Festival CPH:DOX : Alice Cares
Alice est un « carebot », un robot conçu pour prendre soin des gens. Un groupe de chercheurs universitaires tente de découvrir comment Alice doit parler et se comporter pour apaiser la solitude des plus âgés. Pendant plusieurs semaines, le robot rend visite à trois femmes volontaires qui participent à l’expérience. Les résultats sont surprenants.
DOLLY DEAREST
Le premier plan d'Alice Cares est une vue subjective nous plaçant face à une dame âgée qui nous parle. S'adresse t-elle au réalisateur ? A une webcam ? En un cut, nous découvrons son surprenant interlocuteur : une drôle de poupée-robot, avec une tête de Dora l'exploratrice posée sur une armure de héros de Pacific Rim. Alice Cares du Néerlandais Sander Burger raconte une expérience tentée auprès de trois mamies : installer dans leurs appartements cette petite Alice... qui va s'occuper d'elles. Alice ne peut pas encore se déplacer, mais elle est suffisamment perfectionnée pour tenir une conversation, réagir de manière personnalisée, jusqu'à ce qu'on oublie qu'il s'agit d'une machine programmée.
Ce qui pourrait servir de pitch pour un thriller de science-fiction (à vrai dire, avec son regard fixe et ses petits sourires en coin, Alice a autant les moyens de faire flipper qu'un Chucky) est en fait une question d'actualité. Les premiers enfants du baby-boom auront 80 ans dans quelques années et, lorsque ceux-ci sont seuls ou que leurs enfants sont éloignés, auront besoin de quelqu'un qui veillera sur eux. Ça vous paraît trop abstrait ? Sander Burger filme une expérience tout à fait concrète : Alice aide une des femmes à faire ses exercices, regarde un match de foot avec une autre. Ce qui peut sembler futile raconte pourtant la solitude de ces personnes et le degré d'intimité qui se crée avec une intelligence artificielle. Lorsque l'une des grands-mères finit par montrer ses photos de famille à Alice (qui n'hésite pas à signaler lorsqu'elle ne voit pas bien un détail de la photo), on est à peine surpris.

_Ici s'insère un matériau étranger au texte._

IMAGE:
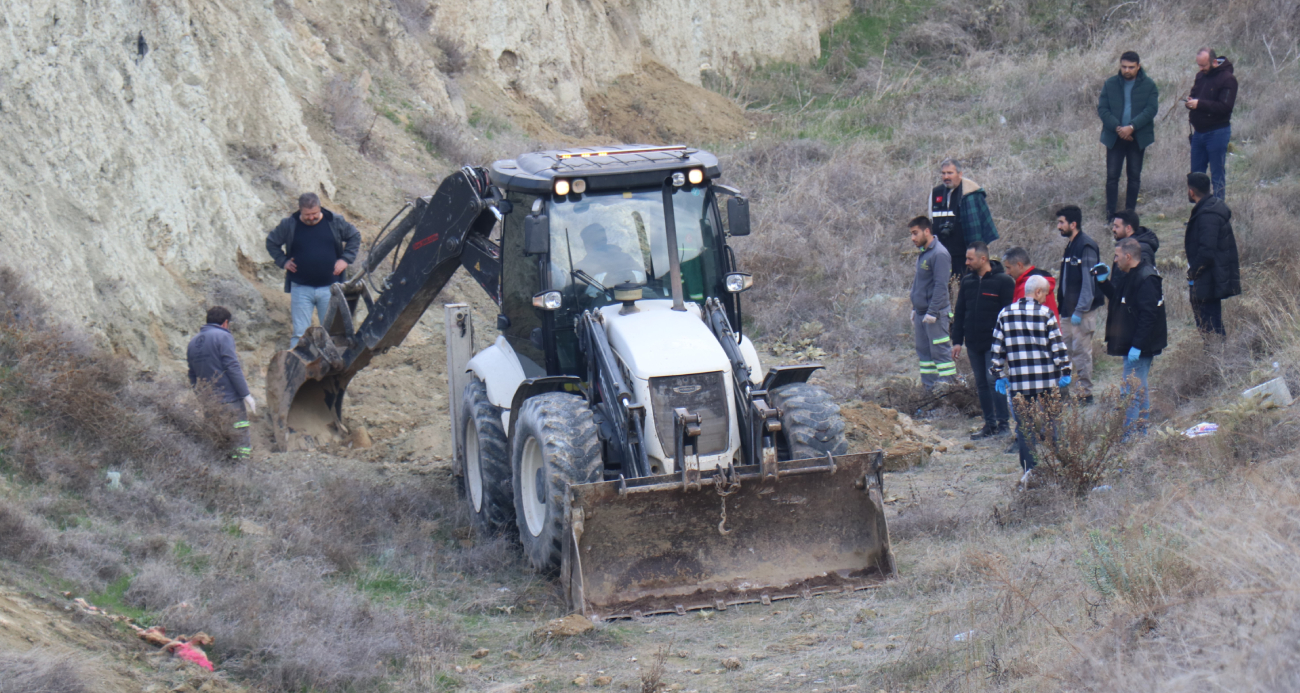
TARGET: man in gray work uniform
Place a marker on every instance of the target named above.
(212, 358)
(930, 306)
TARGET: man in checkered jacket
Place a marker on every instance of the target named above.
(1030, 356)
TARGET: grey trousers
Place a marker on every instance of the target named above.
(934, 350)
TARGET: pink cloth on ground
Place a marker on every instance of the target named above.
(193, 654)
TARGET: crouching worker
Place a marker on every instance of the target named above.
(212, 358)
(1138, 330)
(1028, 356)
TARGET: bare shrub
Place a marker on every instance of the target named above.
(43, 670)
(1144, 566)
(1075, 447)
(21, 537)
(927, 520)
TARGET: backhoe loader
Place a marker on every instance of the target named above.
(620, 424)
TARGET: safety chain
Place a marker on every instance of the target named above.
(726, 483)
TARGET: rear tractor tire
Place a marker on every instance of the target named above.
(486, 484)
(555, 446)
(810, 423)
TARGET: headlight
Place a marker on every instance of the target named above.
(739, 281)
(547, 300)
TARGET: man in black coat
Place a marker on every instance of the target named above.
(1139, 330)
(315, 247)
(212, 358)
(1209, 107)
(984, 291)
(1213, 272)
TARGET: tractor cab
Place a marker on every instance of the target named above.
(596, 230)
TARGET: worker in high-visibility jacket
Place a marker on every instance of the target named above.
(930, 306)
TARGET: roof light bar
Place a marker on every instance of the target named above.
(637, 150)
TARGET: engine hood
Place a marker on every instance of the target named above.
(658, 341)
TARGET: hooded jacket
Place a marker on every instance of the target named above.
(347, 239)
(1036, 272)
(1136, 315)
(969, 213)
(1214, 91)
(1145, 103)
(978, 303)
(212, 356)
(1212, 260)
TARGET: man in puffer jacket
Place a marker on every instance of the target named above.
(1209, 107)
(1138, 330)
(1213, 272)
(984, 291)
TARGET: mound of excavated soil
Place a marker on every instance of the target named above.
(906, 444)
(654, 105)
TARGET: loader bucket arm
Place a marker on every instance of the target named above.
(306, 385)
(649, 546)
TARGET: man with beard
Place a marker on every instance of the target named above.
(1210, 115)
(1127, 109)
(958, 209)
(1078, 297)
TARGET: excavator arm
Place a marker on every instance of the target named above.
(447, 230)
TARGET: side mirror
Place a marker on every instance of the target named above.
(537, 234)
(737, 216)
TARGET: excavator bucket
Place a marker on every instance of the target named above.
(649, 546)
(304, 395)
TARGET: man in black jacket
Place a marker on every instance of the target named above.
(1213, 272)
(313, 246)
(986, 290)
(1078, 298)
(1139, 332)
(1210, 115)
(1125, 224)
(212, 358)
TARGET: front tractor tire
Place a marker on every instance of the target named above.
(486, 484)
(555, 445)
(810, 423)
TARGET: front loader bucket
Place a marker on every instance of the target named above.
(304, 397)
(648, 546)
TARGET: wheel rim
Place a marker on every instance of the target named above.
(473, 467)
(532, 486)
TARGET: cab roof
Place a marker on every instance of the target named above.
(605, 168)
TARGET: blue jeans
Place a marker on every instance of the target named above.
(1210, 150)
(302, 300)
(1140, 405)
(989, 402)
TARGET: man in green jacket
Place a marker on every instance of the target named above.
(1127, 109)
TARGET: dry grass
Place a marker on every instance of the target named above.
(44, 671)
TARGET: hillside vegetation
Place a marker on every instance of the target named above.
(328, 572)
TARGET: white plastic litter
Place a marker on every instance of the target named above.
(1273, 393)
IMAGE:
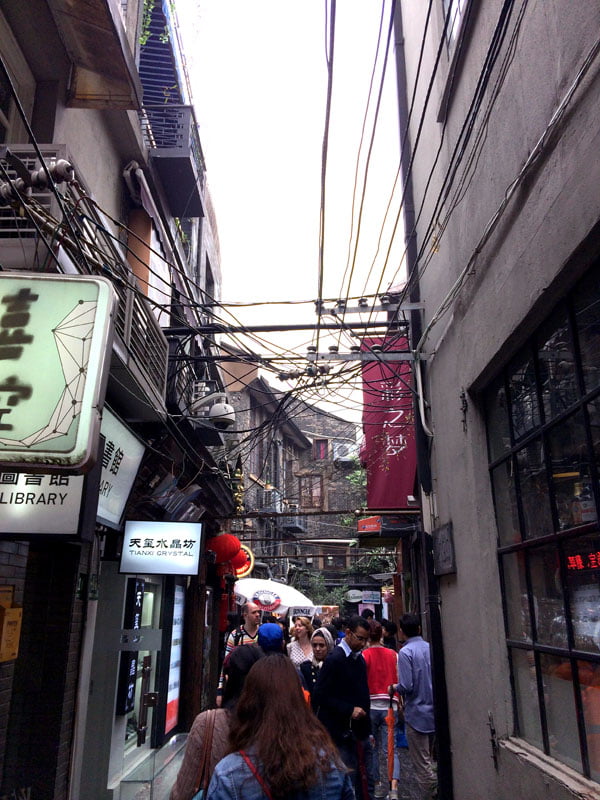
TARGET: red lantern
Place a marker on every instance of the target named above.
(225, 546)
(239, 560)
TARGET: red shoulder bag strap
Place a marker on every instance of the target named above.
(203, 777)
(257, 774)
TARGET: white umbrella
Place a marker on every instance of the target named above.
(273, 596)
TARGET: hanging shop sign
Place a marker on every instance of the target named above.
(132, 621)
(48, 504)
(247, 564)
(389, 449)
(444, 559)
(161, 548)
(353, 596)
(121, 459)
(55, 337)
(172, 712)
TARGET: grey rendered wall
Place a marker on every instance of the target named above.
(518, 275)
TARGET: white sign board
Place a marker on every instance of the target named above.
(54, 341)
(161, 548)
(121, 459)
(40, 504)
(172, 716)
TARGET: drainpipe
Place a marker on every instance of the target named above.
(433, 601)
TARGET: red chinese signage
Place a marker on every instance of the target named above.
(584, 561)
(389, 450)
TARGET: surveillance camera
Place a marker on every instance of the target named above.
(222, 415)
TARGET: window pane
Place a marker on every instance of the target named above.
(505, 501)
(549, 606)
(535, 497)
(571, 473)
(594, 418)
(560, 710)
(583, 578)
(515, 588)
(525, 411)
(558, 378)
(589, 680)
(497, 420)
(320, 449)
(526, 696)
(587, 310)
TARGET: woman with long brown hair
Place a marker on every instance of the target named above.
(268, 758)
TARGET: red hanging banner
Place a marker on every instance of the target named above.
(389, 449)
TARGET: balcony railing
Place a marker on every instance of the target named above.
(171, 135)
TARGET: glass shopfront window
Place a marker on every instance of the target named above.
(543, 425)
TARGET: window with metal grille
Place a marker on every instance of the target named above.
(320, 449)
(311, 491)
(543, 424)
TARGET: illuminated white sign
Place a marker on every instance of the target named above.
(172, 716)
(121, 459)
(54, 341)
(161, 548)
(40, 504)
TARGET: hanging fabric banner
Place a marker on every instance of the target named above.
(389, 450)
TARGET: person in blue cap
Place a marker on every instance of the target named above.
(270, 638)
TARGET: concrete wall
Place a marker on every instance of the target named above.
(507, 289)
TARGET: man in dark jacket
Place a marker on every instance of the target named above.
(341, 701)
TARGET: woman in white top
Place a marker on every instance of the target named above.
(300, 648)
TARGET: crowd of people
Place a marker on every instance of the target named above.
(312, 712)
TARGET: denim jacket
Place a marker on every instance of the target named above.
(233, 780)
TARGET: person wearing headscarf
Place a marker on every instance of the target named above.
(299, 648)
(235, 668)
(322, 644)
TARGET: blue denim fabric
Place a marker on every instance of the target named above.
(233, 780)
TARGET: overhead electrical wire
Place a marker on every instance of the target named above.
(329, 54)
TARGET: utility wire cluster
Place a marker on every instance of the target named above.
(79, 230)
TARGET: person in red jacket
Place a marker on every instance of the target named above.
(382, 669)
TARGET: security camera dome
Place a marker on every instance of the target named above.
(222, 415)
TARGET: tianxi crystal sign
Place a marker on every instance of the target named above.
(54, 341)
(161, 548)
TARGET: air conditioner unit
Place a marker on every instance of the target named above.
(344, 451)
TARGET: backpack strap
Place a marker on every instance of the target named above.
(257, 775)
(237, 636)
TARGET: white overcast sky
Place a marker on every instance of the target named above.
(259, 79)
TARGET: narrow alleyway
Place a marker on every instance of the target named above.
(161, 786)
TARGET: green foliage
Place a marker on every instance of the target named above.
(313, 585)
(146, 21)
(358, 476)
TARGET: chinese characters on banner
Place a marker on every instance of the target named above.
(121, 459)
(389, 449)
(49, 418)
(161, 548)
(48, 504)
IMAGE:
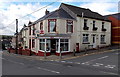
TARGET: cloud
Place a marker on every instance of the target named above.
(103, 8)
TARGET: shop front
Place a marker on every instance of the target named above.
(53, 44)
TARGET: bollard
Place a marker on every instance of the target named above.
(60, 55)
(85, 50)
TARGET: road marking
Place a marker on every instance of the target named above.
(48, 70)
(86, 63)
(13, 61)
(90, 54)
(110, 66)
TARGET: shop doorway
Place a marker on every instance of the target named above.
(53, 46)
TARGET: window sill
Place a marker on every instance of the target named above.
(85, 43)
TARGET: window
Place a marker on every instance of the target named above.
(69, 26)
(85, 22)
(33, 29)
(103, 29)
(102, 39)
(102, 25)
(33, 43)
(93, 24)
(64, 44)
(57, 44)
(42, 44)
(52, 25)
(41, 26)
(48, 45)
(85, 25)
(85, 38)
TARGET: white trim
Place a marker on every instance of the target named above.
(69, 44)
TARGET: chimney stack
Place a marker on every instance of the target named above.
(46, 12)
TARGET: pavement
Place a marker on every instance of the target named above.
(68, 56)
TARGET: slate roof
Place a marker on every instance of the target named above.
(86, 12)
(60, 13)
(117, 15)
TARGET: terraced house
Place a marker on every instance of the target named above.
(65, 29)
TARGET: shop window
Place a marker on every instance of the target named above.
(64, 45)
(102, 39)
(42, 44)
(85, 38)
(69, 26)
(52, 25)
(47, 44)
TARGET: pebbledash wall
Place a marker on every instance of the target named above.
(64, 41)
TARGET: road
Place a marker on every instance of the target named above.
(96, 64)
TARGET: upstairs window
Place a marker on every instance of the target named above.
(69, 26)
(103, 29)
(85, 22)
(30, 30)
(85, 38)
(85, 25)
(52, 25)
(94, 28)
(102, 25)
(33, 43)
(102, 39)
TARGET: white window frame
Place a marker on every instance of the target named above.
(85, 38)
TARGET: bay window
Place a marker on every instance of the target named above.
(64, 44)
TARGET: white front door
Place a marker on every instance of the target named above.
(94, 41)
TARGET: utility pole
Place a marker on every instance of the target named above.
(16, 36)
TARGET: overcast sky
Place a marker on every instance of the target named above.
(15, 9)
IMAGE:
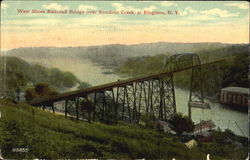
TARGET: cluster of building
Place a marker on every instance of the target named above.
(235, 97)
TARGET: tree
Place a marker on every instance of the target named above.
(181, 123)
(39, 91)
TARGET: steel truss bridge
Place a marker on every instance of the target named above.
(128, 99)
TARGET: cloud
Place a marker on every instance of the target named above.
(86, 7)
(55, 6)
(167, 4)
(239, 5)
(4, 5)
(219, 12)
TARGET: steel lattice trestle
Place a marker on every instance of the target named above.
(153, 94)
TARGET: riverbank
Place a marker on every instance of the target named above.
(42, 134)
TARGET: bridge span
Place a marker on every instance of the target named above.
(128, 99)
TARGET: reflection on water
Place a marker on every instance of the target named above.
(86, 71)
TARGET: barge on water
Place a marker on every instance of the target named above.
(235, 97)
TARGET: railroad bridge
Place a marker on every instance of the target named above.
(128, 99)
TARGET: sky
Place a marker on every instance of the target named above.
(191, 21)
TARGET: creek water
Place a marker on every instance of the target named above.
(223, 117)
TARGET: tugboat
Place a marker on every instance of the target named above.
(197, 104)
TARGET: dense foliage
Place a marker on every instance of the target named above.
(17, 73)
(181, 123)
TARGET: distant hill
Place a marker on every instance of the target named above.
(113, 54)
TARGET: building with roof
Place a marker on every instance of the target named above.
(235, 96)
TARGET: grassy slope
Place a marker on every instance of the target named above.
(47, 135)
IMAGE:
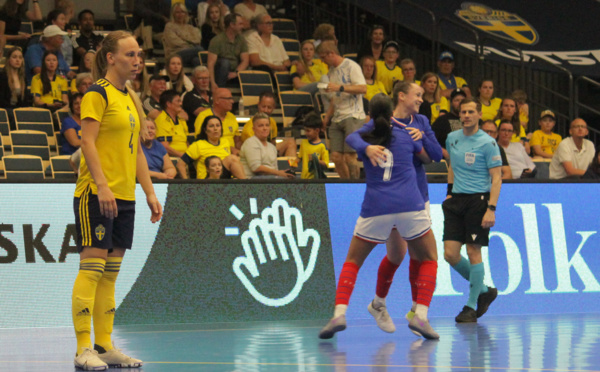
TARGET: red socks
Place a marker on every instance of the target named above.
(346, 283)
(413, 274)
(425, 282)
(385, 276)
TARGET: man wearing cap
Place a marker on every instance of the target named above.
(51, 39)
(198, 99)
(544, 142)
(521, 165)
(450, 122)
(158, 84)
(345, 114)
(574, 154)
(388, 70)
(447, 80)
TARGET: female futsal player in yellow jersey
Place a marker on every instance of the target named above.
(104, 201)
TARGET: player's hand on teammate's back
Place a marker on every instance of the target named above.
(415, 133)
(155, 208)
(107, 201)
(376, 154)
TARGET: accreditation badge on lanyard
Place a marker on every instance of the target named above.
(469, 158)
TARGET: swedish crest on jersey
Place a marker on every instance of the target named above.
(100, 231)
(500, 23)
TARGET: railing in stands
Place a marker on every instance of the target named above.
(564, 98)
(420, 7)
(546, 89)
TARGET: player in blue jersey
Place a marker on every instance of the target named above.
(396, 246)
(392, 201)
(474, 182)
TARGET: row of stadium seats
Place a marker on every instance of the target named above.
(31, 167)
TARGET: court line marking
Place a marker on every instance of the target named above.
(335, 365)
(235, 329)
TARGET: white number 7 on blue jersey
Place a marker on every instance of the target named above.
(387, 164)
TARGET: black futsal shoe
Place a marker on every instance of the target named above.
(467, 315)
(485, 300)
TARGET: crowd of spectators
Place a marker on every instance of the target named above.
(191, 106)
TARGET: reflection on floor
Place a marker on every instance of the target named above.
(508, 343)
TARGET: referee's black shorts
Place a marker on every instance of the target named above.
(97, 231)
(463, 214)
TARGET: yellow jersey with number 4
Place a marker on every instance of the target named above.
(117, 141)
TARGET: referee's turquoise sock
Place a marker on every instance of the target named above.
(463, 267)
(477, 287)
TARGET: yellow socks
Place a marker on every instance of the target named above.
(105, 306)
(82, 301)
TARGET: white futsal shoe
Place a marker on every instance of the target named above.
(382, 317)
(88, 360)
(115, 358)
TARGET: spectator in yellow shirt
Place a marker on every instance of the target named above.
(388, 70)
(544, 142)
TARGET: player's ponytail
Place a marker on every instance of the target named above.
(380, 108)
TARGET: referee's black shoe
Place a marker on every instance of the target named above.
(485, 300)
(467, 315)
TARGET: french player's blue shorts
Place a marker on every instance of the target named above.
(377, 229)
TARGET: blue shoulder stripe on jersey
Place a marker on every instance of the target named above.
(98, 89)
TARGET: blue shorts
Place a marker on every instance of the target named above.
(97, 231)
(377, 229)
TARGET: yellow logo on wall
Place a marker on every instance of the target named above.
(498, 22)
(100, 232)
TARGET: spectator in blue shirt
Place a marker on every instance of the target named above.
(71, 126)
(159, 162)
(52, 39)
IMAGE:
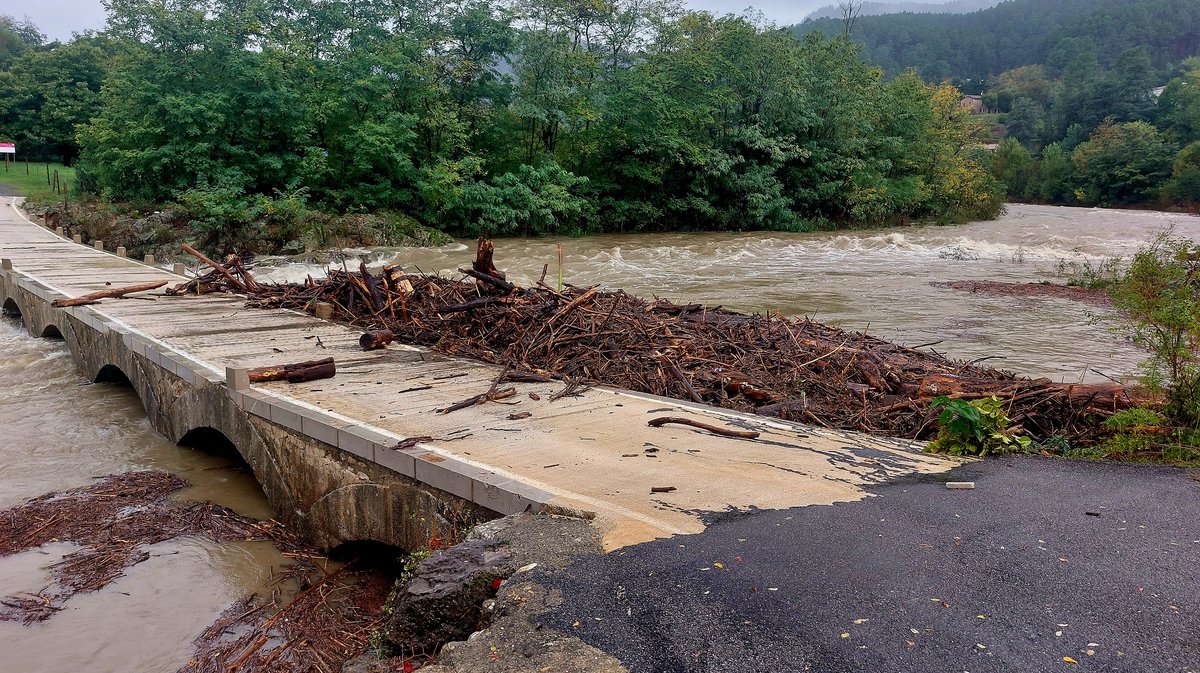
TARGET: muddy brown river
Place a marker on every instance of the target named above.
(60, 431)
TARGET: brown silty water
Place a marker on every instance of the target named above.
(63, 431)
(870, 280)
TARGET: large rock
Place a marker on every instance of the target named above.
(443, 601)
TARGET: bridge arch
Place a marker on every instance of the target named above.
(11, 308)
(112, 374)
(211, 440)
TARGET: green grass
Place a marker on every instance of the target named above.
(33, 185)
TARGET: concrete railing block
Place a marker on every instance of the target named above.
(445, 474)
(255, 403)
(319, 428)
(508, 497)
(287, 414)
(237, 379)
(358, 440)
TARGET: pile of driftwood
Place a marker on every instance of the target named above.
(766, 364)
(114, 521)
(312, 622)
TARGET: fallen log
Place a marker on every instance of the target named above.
(714, 430)
(114, 293)
(297, 372)
(791, 368)
(483, 263)
(216, 266)
(376, 340)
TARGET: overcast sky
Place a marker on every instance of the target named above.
(59, 18)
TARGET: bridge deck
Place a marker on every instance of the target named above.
(593, 452)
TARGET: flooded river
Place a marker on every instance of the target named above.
(61, 432)
(875, 281)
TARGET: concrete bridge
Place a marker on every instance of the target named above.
(325, 451)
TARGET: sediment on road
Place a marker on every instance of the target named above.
(315, 619)
(793, 368)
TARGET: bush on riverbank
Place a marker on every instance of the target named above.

A la fin de l'expérience, on sent que ce qui n'est qu'un robot (et qui sera, pour un temps, rangé au placard) va bel et bien leur manquer.
La forme d'Alice Cares est très épurée, proche du reportage. Mais cette épure a aussi ses qualités. Sur un sujet qui aurait pu tourner à la condescendance ou au pathétique, Burger parvient à ne jamais ridiculiser ses héroïnes. Pas de faute de goût à la I Feel Good !, documentaire par ailleurs sympathique sur une chorale d'anciens qui présentait quelques clips dans lesquels les personnages étaient filmés de manière assez grotesque. Alice Cares ne prend pas de risques formellement, mais il est plus délicat et pose aussi des questions passionnantes sur l'intelligence, le progrès et le futur.